Geliat Bayern di jendela transfer musim panas ini terbilang cantik. Tanpa banyak pemberitaan, manajemen bekerja dengan kerahasiaan yang terjaga. Langkah ini penting, supaya klub lain tak mengincar pemain yang sama dan berujung kepada naiknya banderol.
Setelah sukses mendapatkan Serge Gnabry dari Werder Bremen, Bayern tak menunggu waktu lama untuk menuntaskan satu transfer penting lainnya. Ia adalah Corentin Tolisso, gelandang Lyon yang sebelumnya lebih banyak diberitakan tengah dikejar Arsenal dan Juventus. Bayern bekerja senyap, namun hasilnya mantap.
Sedikit trivia, konon Juventus menghentikan usaha mereka mengejar Tolisso karena sudah ada kesapakatan di balik pintu dengan Bayern.
Begini, manajemen Bayern bersedia melepas Douglas Costa ke Juventus dengan potongan harga. Syaratnya, Bayern yang mendapatkan Tolisso. Kesepakatan ini dilandasi oleh hubungan baik antara Andrea Agnelli dan Karl-Heinz Rummenigge. Jika dalam waktu dekat Douglas Costa hengkang ke Juventus, maka kabar tersebut bisa saja sebuah kebenaran.
Muncul di tengah kesulitan
Gelandang berusia 22 tahun tersebut bergabung bersama akademi Lyon di usia 13 tahun. Perkembangannya cukup pesat, dengan melewati setiap tahapan usia di akademi dengan baik. Kisah debutnya seperti Hector Bellerin di Arsenal. Tolisso mendapat kepercayaan ketika beberapa pemain utama harus absen karena cedera.

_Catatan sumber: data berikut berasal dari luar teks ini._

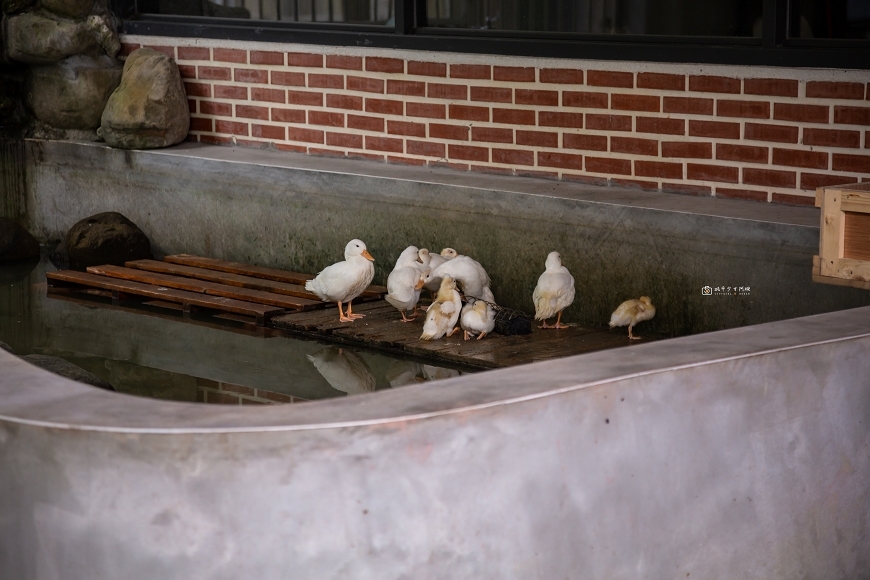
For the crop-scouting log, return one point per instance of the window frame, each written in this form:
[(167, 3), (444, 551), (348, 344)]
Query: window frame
[(774, 48)]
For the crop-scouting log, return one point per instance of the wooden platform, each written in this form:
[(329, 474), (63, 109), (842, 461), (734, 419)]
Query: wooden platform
[(277, 299), (383, 328), (191, 282)]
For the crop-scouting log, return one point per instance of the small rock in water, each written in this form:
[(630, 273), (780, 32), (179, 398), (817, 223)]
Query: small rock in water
[(16, 243), (106, 238), (66, 369)]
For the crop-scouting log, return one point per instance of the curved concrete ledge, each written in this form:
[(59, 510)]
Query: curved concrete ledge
[(741, 453)]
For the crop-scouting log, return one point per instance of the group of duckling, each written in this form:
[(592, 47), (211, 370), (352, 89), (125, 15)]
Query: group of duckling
[(444, 275)]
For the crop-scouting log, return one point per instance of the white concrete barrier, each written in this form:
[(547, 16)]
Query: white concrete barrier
[(743, 454)]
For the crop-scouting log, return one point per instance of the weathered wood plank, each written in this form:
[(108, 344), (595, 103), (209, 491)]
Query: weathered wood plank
[(260, 311), (856, 234), (274, 274), (383, 328), (205, 287), (223, 278)]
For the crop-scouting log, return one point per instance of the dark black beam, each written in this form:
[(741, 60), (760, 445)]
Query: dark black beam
[(739, 51)]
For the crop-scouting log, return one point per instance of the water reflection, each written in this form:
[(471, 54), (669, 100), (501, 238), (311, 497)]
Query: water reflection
[(403, 372), (155, 353), (343, 369)]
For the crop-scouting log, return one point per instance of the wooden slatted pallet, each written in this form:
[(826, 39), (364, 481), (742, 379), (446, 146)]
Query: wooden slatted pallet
[(191, 282), (383, 328)]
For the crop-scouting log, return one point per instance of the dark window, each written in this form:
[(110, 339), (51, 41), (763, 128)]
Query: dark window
[(660, 17), (830, 19), (332, 11), (809, 33)]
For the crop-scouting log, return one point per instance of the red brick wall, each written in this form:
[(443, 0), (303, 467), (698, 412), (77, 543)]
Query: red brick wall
[(742, 132)]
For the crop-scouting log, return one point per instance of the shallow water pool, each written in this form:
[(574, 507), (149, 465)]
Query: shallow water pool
[(155, 352)]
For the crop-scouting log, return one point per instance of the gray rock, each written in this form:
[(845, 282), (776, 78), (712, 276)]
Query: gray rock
[(16, 243), (149, 109), (69, 8), (37, 39), (72, 93), (105, 35), (16, 6), (66, 369), (106, 238)]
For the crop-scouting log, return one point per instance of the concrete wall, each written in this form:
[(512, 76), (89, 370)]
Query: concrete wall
[(298, 212), (737, 454)]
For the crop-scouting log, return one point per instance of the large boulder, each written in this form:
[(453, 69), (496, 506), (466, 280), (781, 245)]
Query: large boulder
[(66, 369), (15, 6), (36, 39), (106, 238), (72, 93), (149, 109), (69, 8), (16, 243)]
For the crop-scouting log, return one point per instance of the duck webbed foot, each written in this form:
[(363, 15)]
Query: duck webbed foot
[(350, 314)]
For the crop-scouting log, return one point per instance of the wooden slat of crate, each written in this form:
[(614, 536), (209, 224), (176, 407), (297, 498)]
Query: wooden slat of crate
[(844, 241), (856, 236), (211, 288), (223, 278), (256, 271), (261, 312)]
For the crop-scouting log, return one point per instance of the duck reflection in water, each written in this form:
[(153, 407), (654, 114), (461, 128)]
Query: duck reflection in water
[(344, 370), (403, 372)]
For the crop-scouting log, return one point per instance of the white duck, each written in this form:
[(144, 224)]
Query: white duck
[(433, 261), (443, 313), (469, 274), (405, 282), (630, 312), (344, 281), (554, 292), (344, 370), (477, 319)]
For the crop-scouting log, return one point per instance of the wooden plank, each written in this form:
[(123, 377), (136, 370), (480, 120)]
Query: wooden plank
[(830, 249), (260, 311), (203, 287), (80, 296), (856, 236), (274, 274), (223, 278)]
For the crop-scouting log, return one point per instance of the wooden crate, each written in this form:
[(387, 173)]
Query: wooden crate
[(844, 240)]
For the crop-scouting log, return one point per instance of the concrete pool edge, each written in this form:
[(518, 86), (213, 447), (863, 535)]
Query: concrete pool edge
[(58, 403), (747, 455)]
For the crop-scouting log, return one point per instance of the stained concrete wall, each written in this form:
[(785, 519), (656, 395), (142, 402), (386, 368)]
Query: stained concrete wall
[(298, 212), (738, 454)]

Hubert Fournier, di musim 2014/2015, terpaksa mencari solusi ke akademi ketika Clement Grenier dan Gueida Fofana harus absen dalam waktu lama karena cedera. Menggantikan pemain andalan tentu tidak mudah. Namun, Tolisso mampu bertahan di balik tekanan. Ia membuktikannya dengan kedewasaan di atas lapangan.
Tolisso tak mengecewakan. Kepercayaan Fournier dibayar dengan tuntas. Musim itu, ia bermain di semua laga Ligue 1, dengan catatan 31 laga. Musim perdana bersama Lyon, Tolisso banyak bermain sebagai gelandang kiri dalam bentuk diamond yang rapat.

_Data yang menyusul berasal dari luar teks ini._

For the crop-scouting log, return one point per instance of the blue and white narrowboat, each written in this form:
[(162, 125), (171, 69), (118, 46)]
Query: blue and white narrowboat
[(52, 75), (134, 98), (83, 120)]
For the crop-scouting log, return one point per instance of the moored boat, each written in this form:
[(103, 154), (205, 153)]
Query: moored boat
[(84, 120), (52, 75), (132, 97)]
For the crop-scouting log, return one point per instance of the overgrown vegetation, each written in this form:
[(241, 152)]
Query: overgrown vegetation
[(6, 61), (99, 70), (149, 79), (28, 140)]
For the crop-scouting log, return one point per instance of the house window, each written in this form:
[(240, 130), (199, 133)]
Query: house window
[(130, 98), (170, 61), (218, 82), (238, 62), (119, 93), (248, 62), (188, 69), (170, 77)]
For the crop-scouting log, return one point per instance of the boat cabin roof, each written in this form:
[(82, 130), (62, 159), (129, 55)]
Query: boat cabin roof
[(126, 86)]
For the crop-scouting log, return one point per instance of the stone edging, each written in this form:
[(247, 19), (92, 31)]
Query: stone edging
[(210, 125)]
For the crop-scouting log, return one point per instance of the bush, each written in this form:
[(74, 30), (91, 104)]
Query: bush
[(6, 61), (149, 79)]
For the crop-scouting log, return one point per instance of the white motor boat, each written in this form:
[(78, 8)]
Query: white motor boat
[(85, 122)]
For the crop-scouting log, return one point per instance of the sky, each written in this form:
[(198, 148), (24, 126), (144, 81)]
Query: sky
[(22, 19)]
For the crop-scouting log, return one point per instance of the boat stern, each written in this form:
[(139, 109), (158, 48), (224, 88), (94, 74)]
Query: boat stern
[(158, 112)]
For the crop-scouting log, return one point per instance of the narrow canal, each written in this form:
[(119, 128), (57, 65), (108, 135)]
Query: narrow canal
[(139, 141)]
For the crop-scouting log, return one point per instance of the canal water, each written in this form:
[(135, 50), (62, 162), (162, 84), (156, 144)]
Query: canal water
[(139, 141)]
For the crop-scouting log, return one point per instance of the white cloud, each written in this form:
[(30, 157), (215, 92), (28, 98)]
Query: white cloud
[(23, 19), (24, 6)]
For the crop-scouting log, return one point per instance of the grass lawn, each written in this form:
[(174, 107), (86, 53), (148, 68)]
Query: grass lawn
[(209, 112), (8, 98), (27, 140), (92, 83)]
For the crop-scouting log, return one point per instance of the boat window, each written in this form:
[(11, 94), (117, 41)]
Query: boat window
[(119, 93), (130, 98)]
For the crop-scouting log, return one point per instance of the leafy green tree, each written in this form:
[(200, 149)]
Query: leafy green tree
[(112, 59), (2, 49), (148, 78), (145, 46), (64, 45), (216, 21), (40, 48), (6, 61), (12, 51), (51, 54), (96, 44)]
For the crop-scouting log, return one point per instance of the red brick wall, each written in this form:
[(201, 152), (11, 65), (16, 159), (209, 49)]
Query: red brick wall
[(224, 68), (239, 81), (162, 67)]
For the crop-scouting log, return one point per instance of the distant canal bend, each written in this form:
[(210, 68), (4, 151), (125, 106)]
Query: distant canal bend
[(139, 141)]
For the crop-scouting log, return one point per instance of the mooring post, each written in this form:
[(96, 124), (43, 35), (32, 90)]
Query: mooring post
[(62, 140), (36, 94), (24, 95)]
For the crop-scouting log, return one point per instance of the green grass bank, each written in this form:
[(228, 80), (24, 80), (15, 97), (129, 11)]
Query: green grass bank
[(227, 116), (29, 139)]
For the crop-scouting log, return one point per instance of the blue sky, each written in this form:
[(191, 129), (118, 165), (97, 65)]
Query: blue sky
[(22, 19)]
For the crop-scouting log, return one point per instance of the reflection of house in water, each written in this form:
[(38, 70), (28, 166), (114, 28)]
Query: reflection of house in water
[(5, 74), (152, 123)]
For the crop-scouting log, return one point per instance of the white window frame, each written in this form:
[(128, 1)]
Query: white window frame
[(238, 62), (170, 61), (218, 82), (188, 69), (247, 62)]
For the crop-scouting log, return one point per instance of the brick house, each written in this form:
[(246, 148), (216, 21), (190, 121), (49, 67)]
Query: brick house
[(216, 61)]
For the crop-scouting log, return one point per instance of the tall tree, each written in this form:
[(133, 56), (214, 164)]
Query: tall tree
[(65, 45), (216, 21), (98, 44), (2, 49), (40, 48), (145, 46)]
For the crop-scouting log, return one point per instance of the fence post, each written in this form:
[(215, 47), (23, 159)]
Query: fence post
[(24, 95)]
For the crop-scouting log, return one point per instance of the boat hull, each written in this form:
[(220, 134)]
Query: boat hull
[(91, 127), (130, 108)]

Tugasnya adalah menyediakan keseimbangan di lini tengah, sekaligus masuk ke kotak penalti di saat yang tepat. Tiga dari tujuh gol yang ia lesakkan berbuah menjadi gol kemenangan. Sebuah gambaran kejelian Tolisso untuk naik dan menyambut peluang.
Bagi pemain muda, bermain baik di musim perdana sudah lebih dari cukup untuk membayar kepercayaan pelatih. Namun, Tolisso tak hanya ingin berhenti di “bermain baik” saja. Ia menunjukkan kepantasan untuk menjadi pemain penting Lyon di masa depan. Karakter tersebut berbuah ban kapten, di usia 22 tahun, yang sempat melingkar di lengannya.